When querying partitioned tables, always filter on the partition column
to avoid full-table scans:

```sql
-- Partition on _PARTITIONDATE (pseudo-column)
WHERE _PARTITIONDATE >= '2024-01-01'

-- Partition on a date column
WHERE event_date BETWEEN '2024-01-01' AND '2024-12-31'
```

## 8. Wildcard Tables (date-sharded)

```sql
-- Query all date-sharded tables matching a prefix
SELECT * FROM `project.dataset.events_*`
WHERE _TABLE_SUFFIX BETWEEN '20240101' AND '20241231';
```

## 9. String Functions

```sql
REGEXP_EXTRACT(col, r'pattern')          -- extract first match
REGEXP_REPLACE(col, r'pattern', 'repl')  -- replace matches
SPLIT(col, ',')[SAFE_OFFSET(0)]          -- split, access by index
TRIM(col) / LTRIM(col) / RTRIM(col)
FORMAT('%s-%d', str_col, int_col)        -- printf-style formatting
```

## 10. Common Anti-Patterns to Avoid

- Do NOT use `= NULL` — use `IS NULL`
- Do NOT forget to filter partitioned tables — costs money
- Do NOT use `COUNT(DISTINCT ...)` on huge tables — use `APPROX_COUNT_DISTINCT`
- Always backtick-quote table names with dots in them

## 11. Benchmark Patterns

- **STRING_AGG**: Use `STRING_AGG(col, ',' ORDER BY col)` for string aggregation (not GROUP_CONCAT).
- **SAFE_DIVIDE / SAFE_CAST**: Use to avoid division-by-zero errors and cast failures.
- **IF / IIF**: BigQuery supports `IF(condition, true_val, false_val)` — often cleaner than CASE WHEN for simple conditions.
- **GENERATE_DATE_ARRAY / GENERATE_TIMESTAMP_ARRAY**: For date spine generation.
- **Numeric precision**: BigQuery's FLOAT64 can lose precision. Use NUMERIC type or ROUND() only when the question asks for it.
- **INFORMATION_SCHEMA**: `SELECT * FROM dataset.INFORMATION_SCHEMA.COLUMNS` for metadata queries — useful when schema_overview is insufficient.

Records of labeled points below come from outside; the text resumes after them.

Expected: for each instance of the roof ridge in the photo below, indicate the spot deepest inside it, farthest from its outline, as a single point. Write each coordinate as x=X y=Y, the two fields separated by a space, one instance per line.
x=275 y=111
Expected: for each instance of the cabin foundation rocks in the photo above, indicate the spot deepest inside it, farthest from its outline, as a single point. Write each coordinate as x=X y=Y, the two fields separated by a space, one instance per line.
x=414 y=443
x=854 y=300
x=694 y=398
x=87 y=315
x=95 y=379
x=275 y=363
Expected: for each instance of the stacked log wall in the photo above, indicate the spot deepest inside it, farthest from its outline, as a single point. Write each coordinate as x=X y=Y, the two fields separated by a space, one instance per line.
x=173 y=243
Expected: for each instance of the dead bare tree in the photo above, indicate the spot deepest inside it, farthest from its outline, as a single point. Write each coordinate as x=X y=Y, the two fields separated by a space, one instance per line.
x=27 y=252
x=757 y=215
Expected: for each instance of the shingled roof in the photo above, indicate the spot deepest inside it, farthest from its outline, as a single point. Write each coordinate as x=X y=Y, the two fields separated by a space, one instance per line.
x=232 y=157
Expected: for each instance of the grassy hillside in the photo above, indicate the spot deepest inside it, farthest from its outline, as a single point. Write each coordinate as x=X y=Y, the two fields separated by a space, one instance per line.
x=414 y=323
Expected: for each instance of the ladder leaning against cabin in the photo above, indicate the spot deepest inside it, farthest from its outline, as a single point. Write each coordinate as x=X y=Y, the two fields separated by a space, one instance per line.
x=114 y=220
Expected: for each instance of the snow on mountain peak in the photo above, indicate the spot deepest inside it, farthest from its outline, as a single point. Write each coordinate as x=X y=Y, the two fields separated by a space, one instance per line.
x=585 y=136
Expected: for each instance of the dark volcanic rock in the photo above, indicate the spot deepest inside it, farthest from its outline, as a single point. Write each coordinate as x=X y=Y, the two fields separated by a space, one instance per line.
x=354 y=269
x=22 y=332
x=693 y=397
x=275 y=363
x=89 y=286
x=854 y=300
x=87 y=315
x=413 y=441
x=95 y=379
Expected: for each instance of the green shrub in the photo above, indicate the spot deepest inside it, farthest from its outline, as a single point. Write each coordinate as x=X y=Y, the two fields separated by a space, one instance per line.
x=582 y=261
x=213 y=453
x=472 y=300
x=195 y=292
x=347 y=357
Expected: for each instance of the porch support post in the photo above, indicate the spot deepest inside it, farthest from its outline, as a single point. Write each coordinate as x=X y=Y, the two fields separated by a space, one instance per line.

## 12. Spider2 BigQuery Patterns

- **Default project**: `spider2-public-data`. Table references: `spider2-public-data.{dataset}.{table}`
- **StackOverflow tags**: Stored as pipe-delimited strings in `tags` column (e.g., `|python|python-2.7|`).
  To filter for Python 2 specific questions (excluding Python 3):
  ```sql
  WHERE REGEXP_CONTAINS(tags, r'python-2') AND NOT REGEXP_CONTAINS(tags, r'python-3')
  ```
- **Date columns**: Many BQ tables store dates as TIMESTAMP or DATE. Always check the actual type with describe_table.
- **Large tables**: Use partition filters and LIMIT during exploration. Avoid SELECT * on tables with >1M rows.